Three days before the text, I found out I have a tennis-ball sized uterine fibroid. I have since found out that many women will have a fibroid – or several – before they hit menopause, but few will know because they don’t grow large enough to be detected. Still, women crawled out of the woodwork when I mentioned on Instagram that I had discovered this fibroid, telling me their stories of facing their own – sometimes twice the size of mine – and the surgeries that accompanied them.

At that point, I was unsure if I would be able to get a laparoscopic myomectomy, or if I would need to get a partial laparoscopic hysterectomy. I don’t want children, but I didn’t want to lose my uterus, and face the surgery’s accompanying “possible side effects.”

Facing the unknown, the offer of a rendezvous in NYC was tempting.
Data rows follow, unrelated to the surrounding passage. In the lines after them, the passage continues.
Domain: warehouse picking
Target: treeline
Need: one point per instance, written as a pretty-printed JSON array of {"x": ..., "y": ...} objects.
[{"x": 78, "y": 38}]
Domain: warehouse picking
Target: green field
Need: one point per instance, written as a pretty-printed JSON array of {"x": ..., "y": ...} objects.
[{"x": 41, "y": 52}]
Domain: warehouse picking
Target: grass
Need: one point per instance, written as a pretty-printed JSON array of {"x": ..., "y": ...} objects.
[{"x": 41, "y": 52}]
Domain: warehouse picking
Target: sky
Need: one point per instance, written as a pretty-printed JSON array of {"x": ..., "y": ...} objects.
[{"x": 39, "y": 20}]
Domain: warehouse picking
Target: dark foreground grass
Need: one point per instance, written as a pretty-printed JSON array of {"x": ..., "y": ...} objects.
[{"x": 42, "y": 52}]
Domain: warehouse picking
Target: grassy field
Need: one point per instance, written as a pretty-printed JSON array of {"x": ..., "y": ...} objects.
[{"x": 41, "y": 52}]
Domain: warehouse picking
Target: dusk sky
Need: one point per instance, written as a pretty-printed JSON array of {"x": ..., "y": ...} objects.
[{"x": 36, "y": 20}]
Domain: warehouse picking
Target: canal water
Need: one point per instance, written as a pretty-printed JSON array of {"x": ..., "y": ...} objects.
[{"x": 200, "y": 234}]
And pretty much exactly what I needed.

Believe me, there were probably a million reasons to say no, of which some old friends were sure to bring up: should I really take off in the middle of the week with everything I have going on? How would my fibroid respond? What if my heart got too involved? What if it ended up being awkward as hell??

But I knew this was a test to see if I would be open to receiving when I absolutely positively needed it the most. I understood that this fibroid was less about something that happened physically because of wrong dietary choices or even chemicals in my environment, and was more about feelings of safety, security, and yes, the struggle to wholeheartedly receive. And at base, no matter our ups and downs over the past eight years, it was coming from a trusted source.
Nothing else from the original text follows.